つくづく自分は年をとったと思うのは、時代というものに疎いどころかよく分からない時である。

(ああ、なるほどね)と理解できる範疇であれば、錆付いた感性のホコリを払うことが可能だけれど、(ハテナ?)と戸惑いを隠せない事もある。

 
 写真も義兄の入っているサークルの写真展はよく分かる(当たり前だけど)。若干抽象的に加工したような作品もないこともないけれど、納得のいく範疇であり、首を傾げるほどの事はない。

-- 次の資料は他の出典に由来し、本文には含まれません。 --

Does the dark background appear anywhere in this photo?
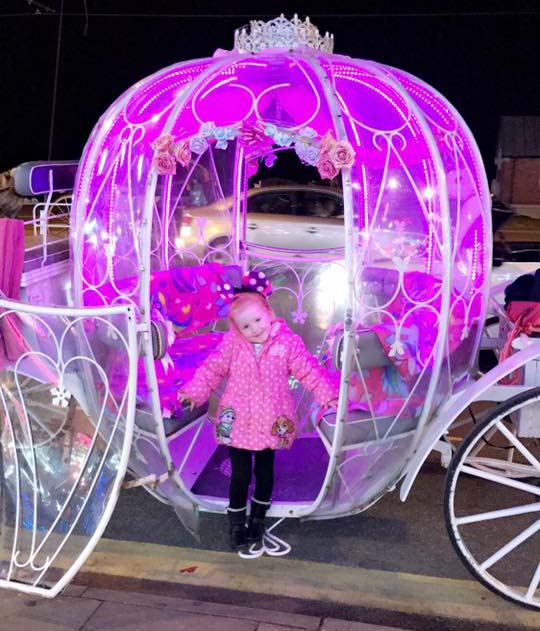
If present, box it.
[0,0,540,177]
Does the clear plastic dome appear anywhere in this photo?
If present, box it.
[72,23,491,525]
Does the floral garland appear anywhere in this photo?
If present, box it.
[151,121,355,180]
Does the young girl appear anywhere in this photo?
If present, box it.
[179,281,338,550]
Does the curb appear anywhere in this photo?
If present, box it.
[71,539,540,631]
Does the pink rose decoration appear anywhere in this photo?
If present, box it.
[328,140,355,169]
[172,141,191,167]
[238,121,268,147]
[152,153,176,175]
[317,153,339,180]
[150,134,174,153]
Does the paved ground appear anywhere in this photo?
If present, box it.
[0,585,414,631]
[105,460,474,579]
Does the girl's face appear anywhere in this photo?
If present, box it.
[233,301,272,344]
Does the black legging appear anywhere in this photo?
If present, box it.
[229,447,276,508]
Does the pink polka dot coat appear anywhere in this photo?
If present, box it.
[181,320,338,451]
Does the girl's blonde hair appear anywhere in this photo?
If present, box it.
[229,291,275,322]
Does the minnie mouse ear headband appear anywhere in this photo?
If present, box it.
[219,269,273,300]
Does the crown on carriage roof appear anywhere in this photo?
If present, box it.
[234,13,334,53]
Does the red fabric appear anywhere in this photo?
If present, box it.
[499,300,540,384]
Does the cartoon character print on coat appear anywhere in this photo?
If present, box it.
[272,416,294,448]
[216,408,236,445]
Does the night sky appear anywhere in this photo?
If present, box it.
[0,0,540,177]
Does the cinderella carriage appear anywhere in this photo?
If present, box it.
[0,16,540,607]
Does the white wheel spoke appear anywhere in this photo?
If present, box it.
[480,519,540,570]
[455,502,540,526]
[470,427,495,456]
[461,465,540,495]
[497,421,540,473]
[525,563,540,600]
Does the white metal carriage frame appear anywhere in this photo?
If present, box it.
[0,13,540,607]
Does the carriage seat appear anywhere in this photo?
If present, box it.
[316,328,416,450]
[318,410,416,448]
[147,263,242,434]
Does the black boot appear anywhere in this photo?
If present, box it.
[247,497,270,543]
[227,507,248,550]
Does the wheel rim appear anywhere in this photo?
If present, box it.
[445,388,540,608]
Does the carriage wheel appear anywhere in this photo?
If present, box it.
[444,387,540,609]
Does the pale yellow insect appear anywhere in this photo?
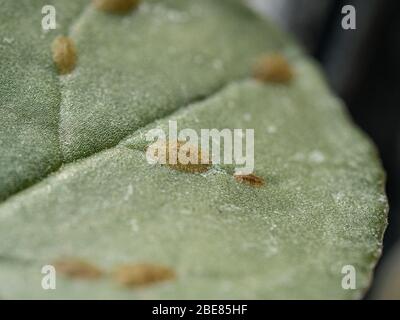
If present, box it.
[51,36,77,74]
[253,53,294,83]
[93,0,140,14]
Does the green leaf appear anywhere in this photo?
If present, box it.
[0,0,387,299]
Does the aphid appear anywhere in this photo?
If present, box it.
[149,141,211,173]
[93,0,140,14]
[234,174,265,187]
[53,258,103,279]
[114,263,176,287]
[51,36,77,74]
[254,53,293,83]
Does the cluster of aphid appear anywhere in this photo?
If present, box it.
[52,0,293,187]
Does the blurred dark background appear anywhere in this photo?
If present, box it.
[249,0,400,298]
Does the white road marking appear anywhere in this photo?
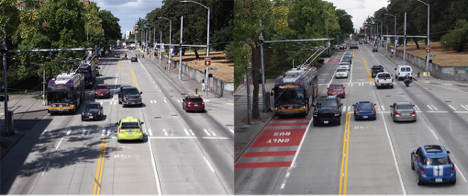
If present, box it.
[148,129,162,195]
[382,108,406,195]
[460,105,468,110]
[148,136,197,139]
[449,105,457,110]
[54,137,63,151]
[203,129,211,136]
[41,129,49,135]
[203,156,214,172]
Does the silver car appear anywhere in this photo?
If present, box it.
[390,101,416,122]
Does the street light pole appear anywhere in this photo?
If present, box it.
[418,0,431,72]
[181,0,210,98]
[385,13,396,57]
[158,16,172,70]
[86,20,101,45]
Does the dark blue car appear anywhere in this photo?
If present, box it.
[411,145,457,185]
[353,101,377,120]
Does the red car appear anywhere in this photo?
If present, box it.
[327,84,346,98]
[94,84,110,98]
[182,95,205,112]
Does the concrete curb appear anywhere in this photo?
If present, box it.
[234,112,275,164]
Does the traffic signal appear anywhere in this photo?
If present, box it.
[0,95,10,101]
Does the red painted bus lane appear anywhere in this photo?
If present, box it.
[250,129,305,148]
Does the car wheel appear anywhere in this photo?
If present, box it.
[450,178,457,185]
[416,172,423,185]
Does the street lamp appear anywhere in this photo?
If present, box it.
[181,0,210,97]
[86,20,101,45]
[158,16,172,71]
[418,0,431,72]
[385,13,396,57]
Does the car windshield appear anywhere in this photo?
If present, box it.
[336,68,348,72]
[358,103,374,110]
[379,74,392,79]
[96,85,107,89]
[123,88,140,94]
[317,99,338,107]
[121,122,140,129]
[189,98,203,103]
[396,104,413,110]
[330,85,343,89]
[400,67,411,72]
[426,157,450,165]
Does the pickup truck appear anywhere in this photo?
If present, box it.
[371,65,385,78]
[374,72,395,89]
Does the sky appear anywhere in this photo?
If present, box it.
[91,0,389,37]
[326,0,389,30]
[91,0,163,38]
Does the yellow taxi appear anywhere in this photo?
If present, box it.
[116,116,143,142]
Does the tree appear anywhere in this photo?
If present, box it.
[441,19,468,52]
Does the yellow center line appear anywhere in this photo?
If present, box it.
[117,60,138,88]
[339,113,352,195]
[93,139,107,195]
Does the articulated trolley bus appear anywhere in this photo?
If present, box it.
[47,72,85,114]
[273,65,318,116]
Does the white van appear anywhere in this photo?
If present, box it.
[395,65,413,80]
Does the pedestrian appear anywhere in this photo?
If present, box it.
[202,79,206,91]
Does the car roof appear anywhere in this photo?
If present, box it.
[120,116,140,122]
[395,101,413,105]
[420,145,448,157]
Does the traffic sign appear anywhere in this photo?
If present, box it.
[205,56,211,66]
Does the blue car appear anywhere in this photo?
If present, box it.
[411,145,457,185]
[353,101,377,120]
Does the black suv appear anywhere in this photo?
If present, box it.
[118,85,143,107]
[371,65,385,78]
[312,96,343,126]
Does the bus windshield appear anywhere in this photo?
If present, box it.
[275,89,305,104]
[47,92,73,103]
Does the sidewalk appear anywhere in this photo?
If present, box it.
[234,79,275,162]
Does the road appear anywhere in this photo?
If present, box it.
[2,50,234,195]
[235,45,468,195]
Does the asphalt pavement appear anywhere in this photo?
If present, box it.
[234,45,468,162]
[0,50,234,158]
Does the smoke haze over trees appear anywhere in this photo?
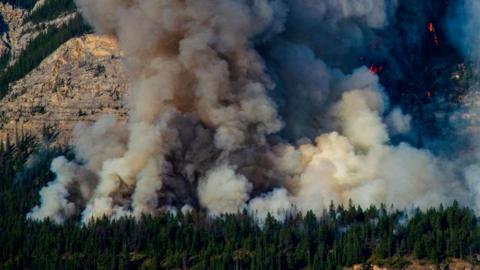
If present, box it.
[0,136,480,270]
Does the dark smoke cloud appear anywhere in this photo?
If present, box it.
[28,0,480,223]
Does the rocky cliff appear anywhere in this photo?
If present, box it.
[0,35,127,140]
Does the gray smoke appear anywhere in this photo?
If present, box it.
[28,0,478,223]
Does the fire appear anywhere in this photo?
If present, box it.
[428,22,440,46]
[368,64,383,74]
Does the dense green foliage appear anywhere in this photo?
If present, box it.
[28,0,76,23]
[0,16,91,98]
[0,0,37,9]
[0,136,480,269]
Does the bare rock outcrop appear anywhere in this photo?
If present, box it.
[0,35,128,140]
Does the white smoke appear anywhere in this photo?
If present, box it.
[28,0,476,223]
[198,166,252,215]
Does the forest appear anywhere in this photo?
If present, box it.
[0,134,480,269]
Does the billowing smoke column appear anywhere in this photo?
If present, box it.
[28,0,478,223]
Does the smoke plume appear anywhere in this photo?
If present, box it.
[28,0,480,223]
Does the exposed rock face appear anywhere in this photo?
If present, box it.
[0,35,128,140]
[0,2,76,63]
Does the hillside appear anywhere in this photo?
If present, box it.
[0,0,127,141]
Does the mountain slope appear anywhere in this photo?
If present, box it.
[0,0,127,141]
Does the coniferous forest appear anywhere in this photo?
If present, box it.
[0,135,480,269]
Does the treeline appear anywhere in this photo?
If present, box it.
[0,136,480,269]
[27,0,76,23]
[0,0,37,9]
[0,15,91,98]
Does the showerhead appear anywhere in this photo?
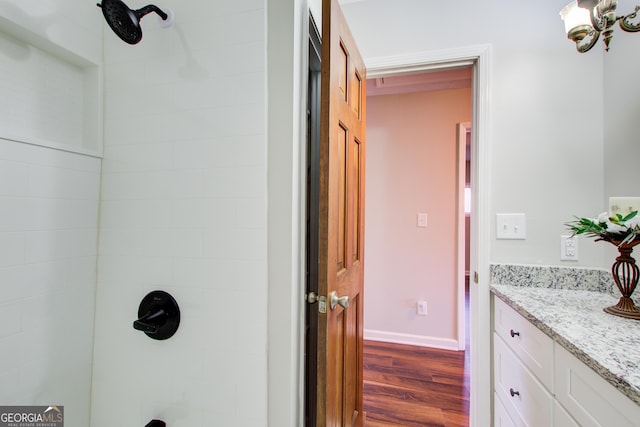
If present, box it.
[97,0,173,44]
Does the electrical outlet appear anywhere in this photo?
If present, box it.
[416,300,427,316]
[560,234,578,261]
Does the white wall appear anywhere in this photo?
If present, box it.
[365,89,471,349]
[0,0,101,427]
[92,0,267,427]
[343,0,604,266]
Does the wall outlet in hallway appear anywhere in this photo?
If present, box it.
[416,300,427,316]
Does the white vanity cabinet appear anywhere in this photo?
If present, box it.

 昨日通りがかりに入った画廊での写真展、題名が付けられていなければさっぱり・・・。たとえば「手」・・・モノクロ写真で手と言われなければ、雲か何か掴みどころのない写真。

「よく、分から・・・」口ごもったら、
「ああ、これは写真を見てイメージした僕の音楽とのコラボなんです」と、ヘッドフォーンを。

「聞けば、この写真の意味が分かると思いますよ」と22才だという若者が言う。

「・・・」ドラム音・・・単調な流れ・・(日常の普遍性か?)
 
 対象(モチーフ)を感じ取って楽曲を作るって!イメージを立体化するなんてスゴイ!


 you lie, we die. という作品も。
 時代を感じながら言うべきことを告発する。

 若者たちはその微妙さを肌で感じながら何かを表現しようとしている。すっかり分かるというのとは違うけど、その微妙さその眼差しは遊びの曖昧さを拒否している。

「名前書いていって下さいよ」と、見たサイン帖(芳名録)・・・若者らしいこだわりの文字が並んでいて、普通の書体で書いたわたしの名前は浮いてしまった。

 頑張って! 見えないものを探す眼差しから、すべては始まるのだから。